Mirela Leka Xhava est une poétesse franco-albanaise née à Elbasan, en Albanie. Diplômée en langue et littérature albanaise de l’Université Aleksandër Xhuvani, elle a longtemps travaillé comme bibliothécaire à la Bibliothèque Universitaire de sa ville natale.
Mirela Leka Xhava : Au-dessus du miroir brisé
Absurde
(Camusienne)
Au dessus du miroir brisé l’absurde erre
divisé en milliers de morceaux à la fois
Pour recréer des images de vous-même
À refaire en mille autres alternatives
Où chacun respire un peu
Au-delà de l’énigme de la vie, érigeons les pyramides de l’éternité
Au-delà des ténèbres vers la lumière dans la rencontre finale.
Au dessus du miroir brisé
L’ombre lumière de la bougie s’éteint
Avec des milliers d’autres…
Versets sur verre
Des rideaux de pluie tapotent doucement les fenêtres
Sur la vapeur tiède, je commence à écrire quelques vers
Étonnamment, ni pour la pluie, ni pour l’automne de la mélancolie
Mais pour la prière du soleil comme dans les rites païens.
Parfois la vapeur commence à sécher petit à petit
Les lettres disparaissent comme si elles n’avaient jamais été écrites
Je voulais juste que le soleil réchauffe ma journée
Les doigts laissent des traces du passé sur le verre.

Nuit étoilée
Les étoiles tomberont à nouveau ce minuit jusqu’à l’aube
Les larmes de Saint Laurent, avec les Perséides de poussière cosmique, gèleront du regard de Méduse
Ajoutant aux sculptures de l’univers.
Au-delà des nuages transperce la douleur, l’appel à l’humanité qui défiait même les rois et les dieux
Les vivants regardent les étoiles et prient pour eux-mêmes
Là-haut, très loin, là où les limites sont repoussées jusqu’au dernier souffle.
Nostalgie
J’emporte tout avec moi
En partant, la joie
En revenant, le désespoir.
Et il ne reste plus rien.
Tout s’écoule comme à travers un tamis percé
Les jours ne suffisent pas aux mots.
À l’aéroport, la valise prend le prochain vol
Je l’attends qu’elle revienne sans un mot, sans bruit
Blessée encore une fois par la séparation,
Inexistante ;
Comme moi…
C’était l’été, hier
(Un souffle de Baudelaire)
C’était l’été, hier — et déjà l’automne
Frôle le seuil de la saison nouvelle,
Au matin d’une nuit d’août pleine d’étoiles filantes.
Les oiseaux picorent les miettes d’un festin fini,
D’autres s’envolent, loin, avant que vienne l’hiver.
C’était l’été, hier, et ce soir tombe plus tôt.
Tandis que d’autres s’assiéront, pour rallumer les cierges de l’espérance.
Mirela Leka Xhava, Auteure franco-albanaise

Mirela Leka Xhava est une poétesse franco-albanaise née en 1966 à Elbasan, en Albanie.

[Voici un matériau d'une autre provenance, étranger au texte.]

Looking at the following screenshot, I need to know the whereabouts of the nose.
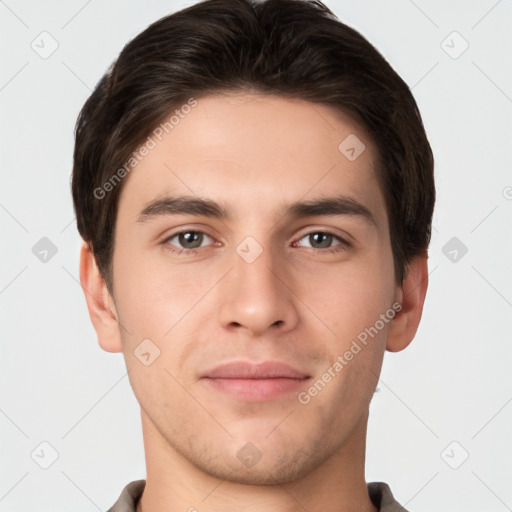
[219,240,299,336]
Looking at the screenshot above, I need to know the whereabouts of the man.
[72,0,435,512]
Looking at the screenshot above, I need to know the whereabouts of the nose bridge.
[220,237,298,334]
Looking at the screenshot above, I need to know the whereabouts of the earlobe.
[80,242,122,352]
[386,254,428,352]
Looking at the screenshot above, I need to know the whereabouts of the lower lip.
[205,378,308,402]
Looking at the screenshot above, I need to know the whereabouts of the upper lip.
[201,361,309,379]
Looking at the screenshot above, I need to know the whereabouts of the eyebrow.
[137,196,378,227]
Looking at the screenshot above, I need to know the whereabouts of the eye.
[295,231,350,252]
[164,230,212,252]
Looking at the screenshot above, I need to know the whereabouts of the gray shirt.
[108,480,407,512]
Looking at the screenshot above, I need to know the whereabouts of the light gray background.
[0,0,512,512]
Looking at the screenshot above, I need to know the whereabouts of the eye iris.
[178,231,203,249]
[309,233,332,248]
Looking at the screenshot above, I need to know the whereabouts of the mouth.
[201,361,310,402]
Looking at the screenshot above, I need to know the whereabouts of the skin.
[80,93,428,512]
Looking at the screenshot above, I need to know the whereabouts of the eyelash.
[162,229,352,255]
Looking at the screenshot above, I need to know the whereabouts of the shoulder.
[107,480,146,512]
[367,482,407,512]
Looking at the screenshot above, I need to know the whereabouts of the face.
[109,94,398,483]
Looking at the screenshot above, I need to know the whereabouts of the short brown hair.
[72,0,435,293]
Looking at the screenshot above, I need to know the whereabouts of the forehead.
[119,93,385,228]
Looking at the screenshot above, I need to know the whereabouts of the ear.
[386,253,428,352]
[80,242,122,352]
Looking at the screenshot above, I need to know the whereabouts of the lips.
[202,361,309,379]
[202,361,310,402]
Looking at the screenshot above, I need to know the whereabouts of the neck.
[137,411,377,512]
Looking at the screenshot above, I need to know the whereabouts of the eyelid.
[293,226,354,246]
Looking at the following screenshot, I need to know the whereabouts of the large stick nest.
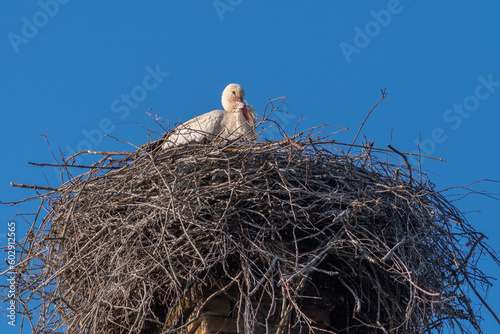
[4,124,500,333]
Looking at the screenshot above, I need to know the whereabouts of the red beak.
[236,99,253,125]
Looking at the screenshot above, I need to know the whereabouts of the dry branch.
[1,118,494,333]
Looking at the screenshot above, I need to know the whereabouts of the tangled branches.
[1,124,498,333]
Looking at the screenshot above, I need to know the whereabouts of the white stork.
[162,83,257,149]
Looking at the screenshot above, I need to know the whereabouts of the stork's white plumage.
[162,83,257,149]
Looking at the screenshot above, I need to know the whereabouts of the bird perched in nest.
[162,83,257,150]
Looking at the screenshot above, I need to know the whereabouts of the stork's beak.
[236,99,253,125]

Diplômée en langue et littérature albanaise de l’Université Aleksandër Xhuvani, elle a longtemps travaillé comme bibliothécaire à la Bibliothèque Universitaire de sa ville natale, tout en collaborant avec des journaux littéraires tels que Shkumbini et Le mot libre. Membre de la Ligue des écrivains jusqu’à son émigration en France en 2002, elle poursuit depuis une œuvre poétique marquée par l’exil, l’absurde et la lumière intérieure.
Ses poèmes sont publiés dans de nombreuses revues et anthologies internationales, en France, en Albanie, au Kosovo, mais aussi en Belgique, Inde, Espagne, Canada, Tunisie, Roumanie, Italie ou encore aux États-Unis. Finaliste de plusieurs concours prestigieux (Printemps des Poètes de Sartrouville 2021, Festival de Poésie Méditerranéenne de Rome 2022, Mili-Duel 2024…), elle est également membre de la Société des Poètes Français.
Parmi ses œuvres figurent Je n’aime pas l’hiver à mes yeux (1999), Les fleurs de la rue Montesquieu (2022) et Le voyageur des vents du sud (2024). Elle vit aujourd’hui à Bordeaux, où elle continue de créer entre deux langues, entre deux rives.